Years ago, when we made the commitment to focus Out of Hand's work on social justice and community partnerships and all but stop producing traditional theater, it seemed clear this meant giving up on winning awards or increasing our budget. Most of our programs, including Equitable Dinners, are free to the public, and organizations like Atlanta's Suzi Bass Theatre Awards probably don't know what to make of shows in people's homes paired with conversation about social justice. But an amazing thing happened: Decatur Dinners was covered by NPR's All Things Considered, Equitable Dinners received a glowing review in American Theatre Magazine, and we appeared in The New York Times four times in 2020, including winning The New York Times Best Theater of 2020. What's more, when we reached out to Atlanta companies and schools asking them to sponsor the Dinners or share our events with their communities, they started asking if they could hire us. Equitable Dinners at Work was born, providing custom breakfast and lunch programs on Zoom for organizations including BlackRock, Coca-Cola, Emory, Hands On Atlanta, and United Way, and helping to double our annual budget during the pandemic. The call for more, in-depth training for our facilitators and clients also resulted in the creation of our Institute for Equity Activism, six full days of training over months on Appreciative Inquiry, Cultural Competency, Race Equity, Art as Social Justice Activator, and Transformational Facilitation.

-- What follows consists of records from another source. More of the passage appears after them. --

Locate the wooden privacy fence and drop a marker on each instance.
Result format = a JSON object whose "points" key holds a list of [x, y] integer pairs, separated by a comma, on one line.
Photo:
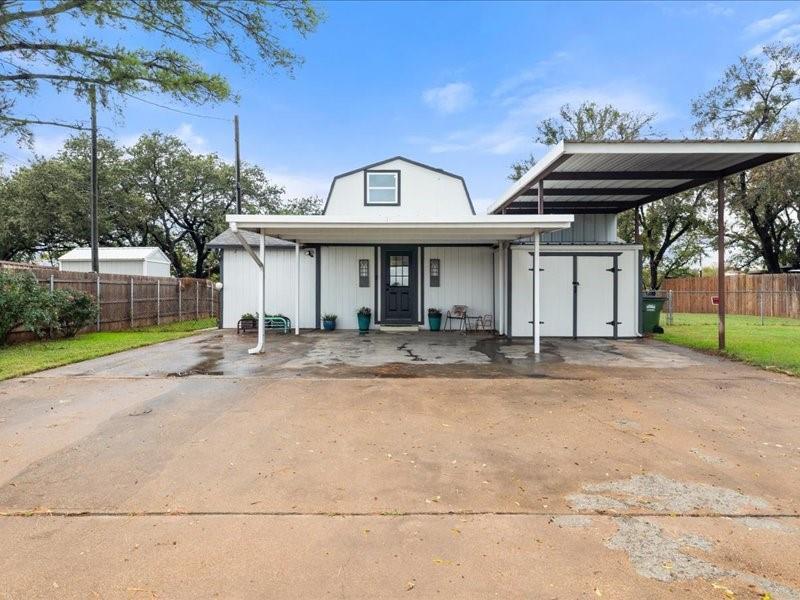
{"points": [[769, 295], [127, 301]]}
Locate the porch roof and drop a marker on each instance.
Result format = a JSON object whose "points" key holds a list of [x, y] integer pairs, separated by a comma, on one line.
{"points": [[327, 229], [609, 177]]}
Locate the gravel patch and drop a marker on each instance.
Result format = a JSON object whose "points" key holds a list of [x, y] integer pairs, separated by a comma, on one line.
{"points": [[572, 521], [658, 493], [657, 556]]}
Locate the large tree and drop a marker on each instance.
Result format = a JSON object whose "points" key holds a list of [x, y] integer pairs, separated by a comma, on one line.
{"points": [[588, 122], [190, 194], [37, 48], [156, 193], [673, 234], [754, 100], [44, 205], [671, 227]]}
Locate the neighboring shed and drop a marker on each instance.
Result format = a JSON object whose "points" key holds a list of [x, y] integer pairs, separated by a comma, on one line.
{"points": [[146, 260]]}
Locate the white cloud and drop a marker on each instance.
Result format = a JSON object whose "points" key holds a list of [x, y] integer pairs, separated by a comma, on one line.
{"points": [[449, 98], [767, 24], [514, 131], [788, 35], [298, 186], [48, 145]]}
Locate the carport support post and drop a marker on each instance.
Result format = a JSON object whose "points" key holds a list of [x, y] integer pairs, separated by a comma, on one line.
{"points": [[536, 293], [721, 261], [296, 287], [541, 197], [261, 294]]}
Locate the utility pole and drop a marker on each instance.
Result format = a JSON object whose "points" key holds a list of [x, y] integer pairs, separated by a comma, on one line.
{"points": [[93, 181], [238, 165]]}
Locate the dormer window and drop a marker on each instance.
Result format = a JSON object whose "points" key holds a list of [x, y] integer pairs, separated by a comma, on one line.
{"points": [[382, 188]]}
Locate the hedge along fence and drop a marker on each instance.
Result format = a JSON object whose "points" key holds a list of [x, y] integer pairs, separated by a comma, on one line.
{"points": [[768, 295], [127, 301]]}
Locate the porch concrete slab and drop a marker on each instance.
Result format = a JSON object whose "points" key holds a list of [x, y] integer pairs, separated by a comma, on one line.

We couldn't have done all of this without the support of South Arts. We were able to leverage South Arts' Cross Sector Impact Grant and a sponsorship from Mailchimp to raise the funds for the first 18 months of Equitable Dinners online. The idea of cross sector impact is at the very heart of our work: Out of Hand works at the intersection of art, social justice, and community engagement, and for us, this means designing and implementing all of our programs with community partners. We use our skills as artists to serve our partners' goals, and our programs almost always contain our special recipe of information to open minds, art to open hearts and put a human face on data and statistics, and conversation to process information and emotions and make a plan for action.

We are still planning to gather 5,000 people for potluck dinners in Atlanta homes when it's safe to do so. Our goal is still to assemble a critical mass of Atlanta residents in one big event to support a cultural shift toward anti-racism. We miss the magic of breaking bread with strangers, the automatic boost in respect, empathy, and dignity that comes with being a host or a guest in someone's home; the reason we designed these events as dinners in the first place. But we also recognize that if things had gone as planned, we would never have reached such a broad array of people or grown our programs so spectacularly. Equitable Dinners, Equitable Dinners at Work and the Institute for Equity Activism will probably provide some programming online from now one, and this brave new world will permit us to reach more people in more places, with social justice-driven programs combining information and small-group conversation, driven by the empathy-building power of art.